The Cunningham children are farmers living during “The Great Depression.” Later in the chapter, Scout explains; “They don’t have much, but they get along with it” which is quite an amazing analysis for a young child. Scout also notices that her father Atticus represented Walter Cunningham Sr. and Walter is unable to pay him for the defense that Atticus provided for Walter. Atticus is well aware of their poverty and explained to Scout that Walter will find a way to pay Atticus for the services he provides. Walter pays Atticus back with goods from the farm such as hickory nuts and turnip greens which proves that they are an honest family, and it might take the family longer to pay back for such services, but they will pay.

Secondly, Scout discovers that people in authority do not always follow their own rules or advice. Miss Gates does not understand the concept of Aryan and not allowing any Aryan to marry anyone of another race is against the current Jim Crow Laws. The ironic part of the novel is that Scout finds Miss Gates and Miss Stephanie Crawford exiting the courthouse and Miss Gates said: “It’s time somebody taught ’em a lesson, they were gettin’ way above themselves, and the next thing they think they can do is marry us.”(331). Miss Gates printed on the chalkboard Democracy in large letters and then asked what that means.
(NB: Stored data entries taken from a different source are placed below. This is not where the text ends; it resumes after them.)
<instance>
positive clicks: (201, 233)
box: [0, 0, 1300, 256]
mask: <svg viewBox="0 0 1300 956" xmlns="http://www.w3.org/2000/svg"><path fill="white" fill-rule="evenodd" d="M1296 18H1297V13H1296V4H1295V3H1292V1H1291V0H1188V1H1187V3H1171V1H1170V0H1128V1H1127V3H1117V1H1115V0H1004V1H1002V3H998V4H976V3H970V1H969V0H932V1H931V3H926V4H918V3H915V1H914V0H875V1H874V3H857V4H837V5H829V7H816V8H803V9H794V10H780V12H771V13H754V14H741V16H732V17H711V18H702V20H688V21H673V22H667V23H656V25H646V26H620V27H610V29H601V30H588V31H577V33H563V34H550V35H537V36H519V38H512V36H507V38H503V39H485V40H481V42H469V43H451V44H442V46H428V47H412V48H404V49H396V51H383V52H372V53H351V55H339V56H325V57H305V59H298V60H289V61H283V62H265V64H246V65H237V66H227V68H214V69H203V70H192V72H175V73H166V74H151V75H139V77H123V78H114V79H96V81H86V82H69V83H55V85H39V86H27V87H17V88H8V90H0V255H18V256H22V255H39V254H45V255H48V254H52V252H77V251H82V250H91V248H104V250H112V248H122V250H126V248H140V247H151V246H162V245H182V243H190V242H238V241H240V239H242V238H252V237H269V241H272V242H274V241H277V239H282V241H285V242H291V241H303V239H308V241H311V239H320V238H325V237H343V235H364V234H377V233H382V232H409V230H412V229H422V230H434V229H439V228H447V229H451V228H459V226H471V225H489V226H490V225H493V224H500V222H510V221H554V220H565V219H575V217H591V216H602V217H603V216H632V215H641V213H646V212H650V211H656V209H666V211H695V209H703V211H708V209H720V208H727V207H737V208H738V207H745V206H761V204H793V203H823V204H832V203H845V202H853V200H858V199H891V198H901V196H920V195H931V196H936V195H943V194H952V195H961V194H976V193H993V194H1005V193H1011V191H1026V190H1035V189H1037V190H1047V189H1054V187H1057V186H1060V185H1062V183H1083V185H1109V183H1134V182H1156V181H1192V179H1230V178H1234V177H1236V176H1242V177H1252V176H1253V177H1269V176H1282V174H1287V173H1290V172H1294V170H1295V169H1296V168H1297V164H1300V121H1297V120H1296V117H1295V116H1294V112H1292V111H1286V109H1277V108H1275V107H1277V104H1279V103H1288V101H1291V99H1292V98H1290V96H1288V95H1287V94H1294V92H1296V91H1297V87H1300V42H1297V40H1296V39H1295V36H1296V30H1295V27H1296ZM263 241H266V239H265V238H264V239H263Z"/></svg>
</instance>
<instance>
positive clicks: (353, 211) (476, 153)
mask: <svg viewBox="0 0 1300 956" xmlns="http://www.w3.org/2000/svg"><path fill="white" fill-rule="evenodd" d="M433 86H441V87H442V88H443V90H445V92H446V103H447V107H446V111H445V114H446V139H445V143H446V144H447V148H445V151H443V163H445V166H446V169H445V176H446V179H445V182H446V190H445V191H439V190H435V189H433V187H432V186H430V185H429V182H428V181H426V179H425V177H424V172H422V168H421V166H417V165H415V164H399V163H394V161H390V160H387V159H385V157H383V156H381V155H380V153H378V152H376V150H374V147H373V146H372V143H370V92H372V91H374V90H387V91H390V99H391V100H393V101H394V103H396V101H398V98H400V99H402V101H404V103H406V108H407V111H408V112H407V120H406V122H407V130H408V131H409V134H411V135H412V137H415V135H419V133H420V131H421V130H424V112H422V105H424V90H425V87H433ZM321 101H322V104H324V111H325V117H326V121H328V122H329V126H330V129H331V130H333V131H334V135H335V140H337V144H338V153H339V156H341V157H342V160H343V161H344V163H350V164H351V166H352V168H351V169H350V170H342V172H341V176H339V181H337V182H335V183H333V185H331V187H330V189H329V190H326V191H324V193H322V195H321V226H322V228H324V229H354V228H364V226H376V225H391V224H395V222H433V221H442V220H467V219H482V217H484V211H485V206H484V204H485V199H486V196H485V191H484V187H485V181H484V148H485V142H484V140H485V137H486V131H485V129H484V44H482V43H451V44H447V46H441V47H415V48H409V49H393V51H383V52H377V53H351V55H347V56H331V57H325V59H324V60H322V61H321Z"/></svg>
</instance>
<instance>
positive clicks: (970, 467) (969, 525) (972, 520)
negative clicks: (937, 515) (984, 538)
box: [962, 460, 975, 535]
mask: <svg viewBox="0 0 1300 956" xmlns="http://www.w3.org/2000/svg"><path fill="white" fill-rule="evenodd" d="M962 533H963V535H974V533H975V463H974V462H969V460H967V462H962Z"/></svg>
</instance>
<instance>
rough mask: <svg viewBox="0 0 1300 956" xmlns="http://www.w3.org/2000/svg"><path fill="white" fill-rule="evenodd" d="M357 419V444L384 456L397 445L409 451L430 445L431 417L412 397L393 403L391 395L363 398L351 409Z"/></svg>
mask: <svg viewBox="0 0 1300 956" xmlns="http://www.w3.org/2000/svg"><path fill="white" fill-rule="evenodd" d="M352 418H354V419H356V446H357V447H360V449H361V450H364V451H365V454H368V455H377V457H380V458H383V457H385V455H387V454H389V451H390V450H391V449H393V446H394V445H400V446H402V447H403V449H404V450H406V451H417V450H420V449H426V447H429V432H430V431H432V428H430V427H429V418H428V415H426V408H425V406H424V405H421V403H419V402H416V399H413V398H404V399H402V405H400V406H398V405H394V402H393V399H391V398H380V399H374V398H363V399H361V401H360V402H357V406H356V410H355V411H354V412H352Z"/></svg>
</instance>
Scout raised her hand, remembering an old campaign slogan her dad once told her. “Equal rights for all, special privileges for none”(328). Miss Gates smiled and said “Very good”, then she printed WE ARE A and the class responded, “We are a democracy”. What makes Chapter 26 and this chapter have some humor is the fact that Miss Gates knows that it may seem like a democracy but internally since they’re in the era of Jim Crow Laws it makes Miss Gates a very informative but also shows that she uses her students for bribing them to believe in Jim Crow Laws because she believes in them and agrees with what they should be because her husband is apart of the KKK. One example of this would be Miss Caroline saying that she employs experiential learning, then telling Scout not to read at home or letting Atticus teach her.

Thirdly, Scout learns that not all town gossip is true when they discover the true nature of Dolphus Raymond. Dolphus Raymond is always looked down on because he’s a father of mixed raced children which makes him an easy target. Dolphus tells the truth to Scout that he is not an alcoholic. However, it is easier for the town to blame his chosen lifestyle for having mixed-race children, and his drunkenness. Mr. Raymond tells very important secrets to Scout because he knows that Children are the ones that can make a difference in a segregated society. The town thinks Dolphus is an alcoholic because he is a father of mixed raced children and segregation that was not accepted thing during the Jim Crow era. So in order to keep the Jim Crow laws alive, they created false rumors and accusations against many of the characters in the novel such as Dolphus Raymond to keep him in line and give him no attention because he’s an “alcoholic” and no one wants to be around one. The irony in this lesson is that Dolphus drink Coca-cola from his sack but never denies the fact he is not an alcoholic. Later tells Scout that ‘things haven’t caught up to (their) instinct(s) yet.’ which proves that the Jim Crows laws still exist today and she has to keep what Dolphus had told her a secret or they face complications with the KKK.

Work Cited

    1. Lee, Harper. To Kill A Mockingbird. New York: Grand Central Publishing, 1960.